March 14, 2022
How a Maturity Assessment Can Reveal Gaps in Cybersecurity Strategy
Through Security Maturity Assessments, organizations can gain an objective view of their cybersecurity posture.
When it comes to cybersecurity, IT and business leaders often have a hard time seeing what’s right in front of them.
When you’ve built out an IT environment yourself — and implemented cybersecurity tools and practices to keep data and systems safe — it can be extremely difficult to spot the gaps. That’s why external assessments can be so powerful. A fresh set of eyes can help uncover hidden vulnerabilities and ultimately lead to an effective remediation roadmap.
In our CDW Security Maturity Assessment offering, we evaluate organizations’ environments against the Center for Internet Security (CIS) cybersecurity framework, which lends a measure of objectivity to the process. Through interviews with stakeholders, as well as optional penetration testing, we’re able to put together an accurate picture of where things stand and what improvements need to be made to ward off attacks.
Here are three of the most common issues that pop up during our maturity assessments.
Cybersecurity fundamentals such as patch management may seem like blocking and tackling basics. But as any football fan can tell you, lackluster blocking and tackling can lose your team a lot of games. A solid patching and vulnerability management strategy can also reduce overall risk, but too often we see these key steps fall by the wayside.
Many times, the problem boils down to weak processes.
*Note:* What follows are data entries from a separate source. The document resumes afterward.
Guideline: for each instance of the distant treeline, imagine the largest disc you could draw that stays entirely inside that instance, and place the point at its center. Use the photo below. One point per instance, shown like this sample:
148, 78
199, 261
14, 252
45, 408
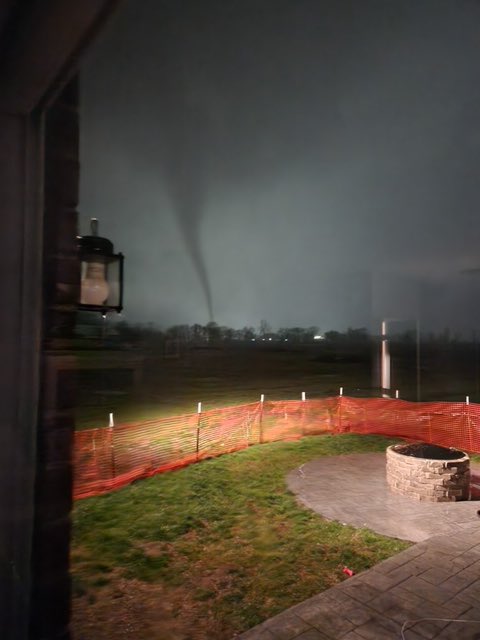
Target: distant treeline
213, 333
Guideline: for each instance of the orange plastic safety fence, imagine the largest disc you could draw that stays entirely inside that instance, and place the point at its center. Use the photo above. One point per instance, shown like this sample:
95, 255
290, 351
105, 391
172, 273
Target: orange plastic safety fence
109, 458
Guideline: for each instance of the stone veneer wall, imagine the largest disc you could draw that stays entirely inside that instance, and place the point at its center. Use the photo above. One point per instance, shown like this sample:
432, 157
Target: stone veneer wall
428, 480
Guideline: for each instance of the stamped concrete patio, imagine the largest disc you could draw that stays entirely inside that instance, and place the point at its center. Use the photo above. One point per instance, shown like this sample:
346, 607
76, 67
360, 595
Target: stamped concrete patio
437, 578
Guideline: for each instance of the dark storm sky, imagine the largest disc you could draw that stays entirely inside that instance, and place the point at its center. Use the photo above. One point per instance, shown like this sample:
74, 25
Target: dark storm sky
306, 162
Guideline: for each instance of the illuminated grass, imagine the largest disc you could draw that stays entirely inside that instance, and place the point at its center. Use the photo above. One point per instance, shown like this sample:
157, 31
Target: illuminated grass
224, 536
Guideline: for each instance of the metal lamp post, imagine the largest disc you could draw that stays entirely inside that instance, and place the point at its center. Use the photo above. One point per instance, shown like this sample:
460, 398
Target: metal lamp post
385, 361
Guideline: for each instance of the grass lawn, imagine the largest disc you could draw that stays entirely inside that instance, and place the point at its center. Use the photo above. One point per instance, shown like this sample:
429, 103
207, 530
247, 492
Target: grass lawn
212, 549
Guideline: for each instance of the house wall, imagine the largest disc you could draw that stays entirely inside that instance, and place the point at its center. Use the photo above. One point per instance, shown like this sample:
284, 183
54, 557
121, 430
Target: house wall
56, 424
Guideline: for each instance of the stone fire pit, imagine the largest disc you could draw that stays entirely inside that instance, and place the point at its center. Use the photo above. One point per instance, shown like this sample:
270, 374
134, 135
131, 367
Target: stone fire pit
428, 472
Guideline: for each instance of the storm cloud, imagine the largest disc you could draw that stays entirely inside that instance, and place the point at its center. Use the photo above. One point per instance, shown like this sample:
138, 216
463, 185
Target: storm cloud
303, 162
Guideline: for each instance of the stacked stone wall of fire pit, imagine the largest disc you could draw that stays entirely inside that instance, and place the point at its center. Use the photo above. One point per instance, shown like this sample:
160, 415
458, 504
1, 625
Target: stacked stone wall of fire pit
435, 479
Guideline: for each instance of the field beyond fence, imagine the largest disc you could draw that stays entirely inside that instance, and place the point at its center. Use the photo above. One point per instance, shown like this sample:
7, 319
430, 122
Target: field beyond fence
111, 457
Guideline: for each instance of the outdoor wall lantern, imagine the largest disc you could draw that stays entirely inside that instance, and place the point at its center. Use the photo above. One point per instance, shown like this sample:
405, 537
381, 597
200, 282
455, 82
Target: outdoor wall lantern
101, 276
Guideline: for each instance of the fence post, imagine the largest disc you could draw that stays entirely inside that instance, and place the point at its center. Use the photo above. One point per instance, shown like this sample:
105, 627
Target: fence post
199, 412
112, 451
468, 425
262, 400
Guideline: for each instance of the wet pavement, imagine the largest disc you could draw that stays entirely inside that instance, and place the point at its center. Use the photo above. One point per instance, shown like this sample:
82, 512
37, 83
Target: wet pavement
439, 577
352, 489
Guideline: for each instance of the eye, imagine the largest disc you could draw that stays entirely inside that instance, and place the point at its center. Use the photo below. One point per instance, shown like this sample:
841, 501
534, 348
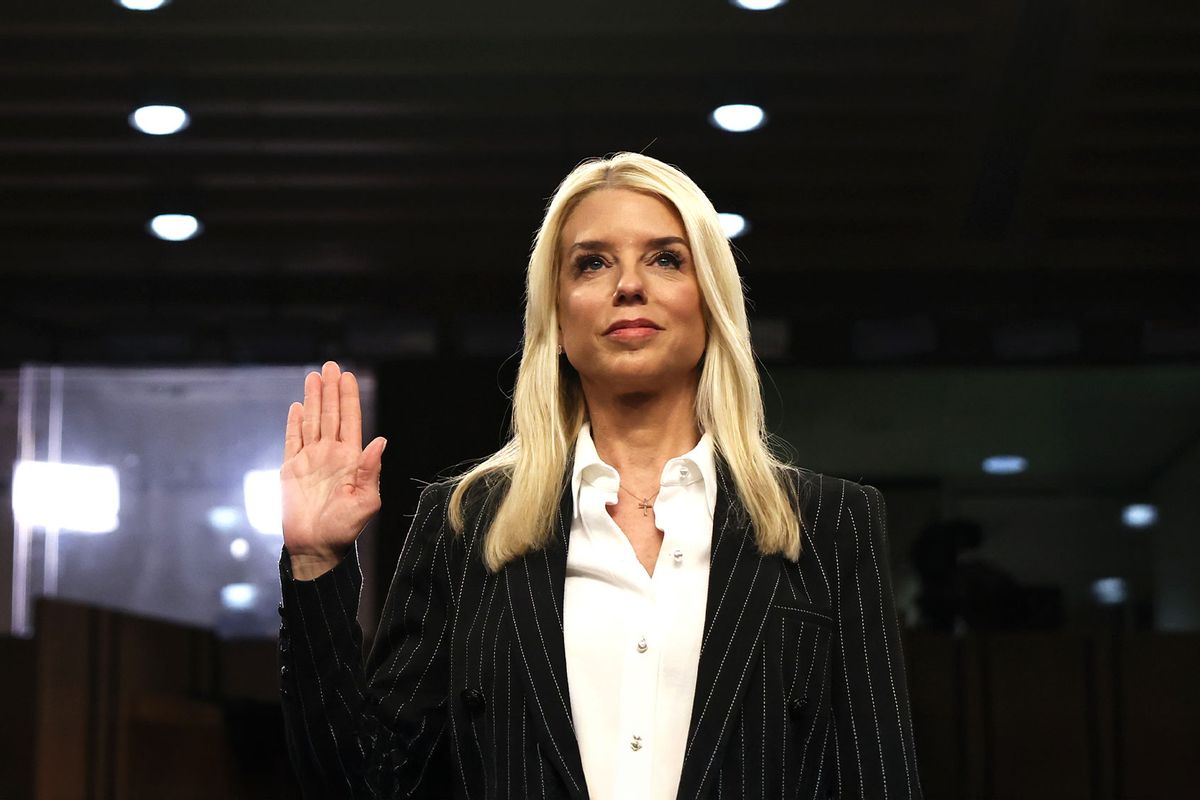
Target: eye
669, 258
589, 263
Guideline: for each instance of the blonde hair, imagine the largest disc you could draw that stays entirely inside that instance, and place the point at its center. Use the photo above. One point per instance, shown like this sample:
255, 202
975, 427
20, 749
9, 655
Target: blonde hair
549, 405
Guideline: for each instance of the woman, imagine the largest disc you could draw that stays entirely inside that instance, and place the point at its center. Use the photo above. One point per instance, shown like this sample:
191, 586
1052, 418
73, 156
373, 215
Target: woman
633, 597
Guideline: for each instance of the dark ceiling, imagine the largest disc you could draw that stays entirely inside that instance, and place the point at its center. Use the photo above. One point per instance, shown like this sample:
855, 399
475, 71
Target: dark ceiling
1012, 181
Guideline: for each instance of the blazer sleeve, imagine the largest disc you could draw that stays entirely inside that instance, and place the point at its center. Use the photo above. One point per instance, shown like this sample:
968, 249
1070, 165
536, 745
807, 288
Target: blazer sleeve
875, 750
366, 731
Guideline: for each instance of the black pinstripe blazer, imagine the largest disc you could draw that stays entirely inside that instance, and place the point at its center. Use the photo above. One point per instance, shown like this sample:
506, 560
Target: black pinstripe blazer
801, 689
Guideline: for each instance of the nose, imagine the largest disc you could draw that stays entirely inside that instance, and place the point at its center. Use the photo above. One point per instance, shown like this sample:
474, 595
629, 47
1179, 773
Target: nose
630, 286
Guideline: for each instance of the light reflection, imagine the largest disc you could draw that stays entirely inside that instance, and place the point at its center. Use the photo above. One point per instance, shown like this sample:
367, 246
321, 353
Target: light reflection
264, 500
79, 498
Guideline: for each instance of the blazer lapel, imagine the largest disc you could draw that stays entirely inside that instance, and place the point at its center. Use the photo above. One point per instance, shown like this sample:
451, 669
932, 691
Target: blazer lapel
535, 584
742, 584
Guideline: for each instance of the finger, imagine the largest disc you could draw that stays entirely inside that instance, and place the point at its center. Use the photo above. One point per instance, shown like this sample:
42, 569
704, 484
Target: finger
351, 428
292, 438
311, 426
330, 414
370, 465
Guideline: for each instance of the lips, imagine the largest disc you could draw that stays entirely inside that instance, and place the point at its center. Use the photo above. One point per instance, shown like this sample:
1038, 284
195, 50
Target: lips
627, 324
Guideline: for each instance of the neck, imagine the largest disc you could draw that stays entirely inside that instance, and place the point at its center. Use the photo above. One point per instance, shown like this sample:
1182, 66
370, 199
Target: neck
637, 433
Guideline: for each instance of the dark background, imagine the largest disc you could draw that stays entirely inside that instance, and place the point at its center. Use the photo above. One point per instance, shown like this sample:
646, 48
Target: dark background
975, 229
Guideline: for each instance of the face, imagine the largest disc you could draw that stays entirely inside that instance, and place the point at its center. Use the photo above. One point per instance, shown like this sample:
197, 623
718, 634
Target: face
629, 307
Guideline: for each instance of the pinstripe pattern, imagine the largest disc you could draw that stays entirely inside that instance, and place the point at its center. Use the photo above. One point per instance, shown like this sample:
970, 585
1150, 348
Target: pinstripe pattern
801, 689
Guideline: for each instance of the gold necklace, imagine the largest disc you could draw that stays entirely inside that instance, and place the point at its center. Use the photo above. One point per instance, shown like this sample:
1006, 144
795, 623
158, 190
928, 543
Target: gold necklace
643, 503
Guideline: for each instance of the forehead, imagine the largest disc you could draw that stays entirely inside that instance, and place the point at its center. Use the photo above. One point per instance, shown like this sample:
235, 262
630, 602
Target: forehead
621, 214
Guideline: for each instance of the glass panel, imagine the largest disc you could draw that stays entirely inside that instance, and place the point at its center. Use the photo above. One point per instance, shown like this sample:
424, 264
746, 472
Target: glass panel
154, 491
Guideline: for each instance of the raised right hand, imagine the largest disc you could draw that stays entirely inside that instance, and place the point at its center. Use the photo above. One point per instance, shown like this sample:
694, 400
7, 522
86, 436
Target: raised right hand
330, 483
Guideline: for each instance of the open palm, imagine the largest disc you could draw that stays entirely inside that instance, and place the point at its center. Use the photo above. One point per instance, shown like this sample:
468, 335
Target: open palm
330, 483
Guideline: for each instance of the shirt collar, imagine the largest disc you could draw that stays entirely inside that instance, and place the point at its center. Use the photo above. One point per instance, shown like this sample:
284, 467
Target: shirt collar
696, 464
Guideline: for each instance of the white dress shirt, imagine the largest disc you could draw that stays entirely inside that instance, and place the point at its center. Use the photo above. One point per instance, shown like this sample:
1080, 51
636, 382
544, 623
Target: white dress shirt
633, 641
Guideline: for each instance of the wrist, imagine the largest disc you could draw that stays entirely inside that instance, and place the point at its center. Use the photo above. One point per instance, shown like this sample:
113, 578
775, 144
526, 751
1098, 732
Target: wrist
306, 566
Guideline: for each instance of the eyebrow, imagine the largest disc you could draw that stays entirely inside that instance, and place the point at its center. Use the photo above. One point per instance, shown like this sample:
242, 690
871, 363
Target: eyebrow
599, 244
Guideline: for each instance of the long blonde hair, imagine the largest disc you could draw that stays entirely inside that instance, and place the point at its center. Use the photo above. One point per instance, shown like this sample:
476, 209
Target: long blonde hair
549, 405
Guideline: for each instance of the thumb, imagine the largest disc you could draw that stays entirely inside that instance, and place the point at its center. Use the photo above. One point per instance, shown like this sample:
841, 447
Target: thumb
370, 464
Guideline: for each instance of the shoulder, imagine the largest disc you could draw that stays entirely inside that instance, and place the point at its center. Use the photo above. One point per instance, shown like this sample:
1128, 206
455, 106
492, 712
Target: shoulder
833, 505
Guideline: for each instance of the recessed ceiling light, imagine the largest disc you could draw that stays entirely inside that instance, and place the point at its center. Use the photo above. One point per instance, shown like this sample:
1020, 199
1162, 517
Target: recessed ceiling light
175, 227
142, 5
1005, 464
757, 5
1139, 515
160, 120
738, 118
733, 224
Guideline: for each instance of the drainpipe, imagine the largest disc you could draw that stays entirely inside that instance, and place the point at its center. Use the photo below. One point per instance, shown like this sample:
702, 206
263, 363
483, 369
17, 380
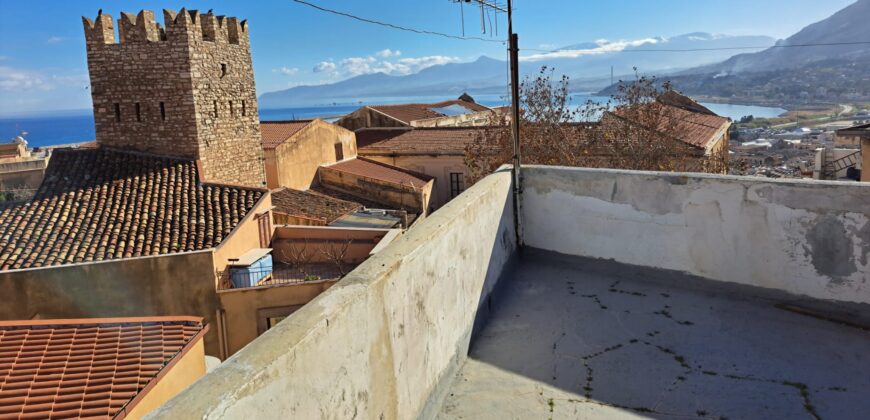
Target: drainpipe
515, 128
For instance, a security team will identify areas of vulnerability, but then will hand off remediation to another IT team that is already swamped with other (seemingly more urgent) tasks. As a result, the problems simply don’t get fixed.
Another security hygiene problem that frequently pops up is the lack of a strong policy governing local admin access. A business may furnish a laptop to an employee without restricting privileges, and then the employee’s child will download malware-infected games onto the device. Again, these are simple problems, but we see them over and over in our practice.
Decades after email became ubiquitous, we still see people creating passwords that our pen-testing teams can crack or simply guess in a matter of minutes. For example, we commonly see passwords that are just the current season and the year (for instance, “spring2021”). Even in organizations where IT leaders feel their cybersecurity posture is relatively mature, I often receive a blank stare when I ask if their password policy would allow for something as easily guessed as “summer2022.” The answer is usually yes.
Along with more stringent password policies, organizations should strongly consider rolling out some sort of password vault to help employees manage their passwords. This not only reduces frustration for employees, but also prevents the all-too-common scenario where people email their passwords to themselves or even write their passwords on Post-it notes and stick them onto their monitors.
Identity and Access Management
It’s almost startling to see how many organizations still lack identity and access management solutions such as multifactor authentication tools. This is especially concerning now that so many people are accessing resources from home. At a minimum, organizations should be implementing MFA for email and VPNs, to ensure that only authorized users can access systems from outside the corporate network.
Cybersecurity is an impossibly broad topic, and I often hear people say they don’t know where to begin shoring up their vulnerabilities. One great place to start: a maturity assessment that helps IT and business leaders understand where they currently are, and where they need to go.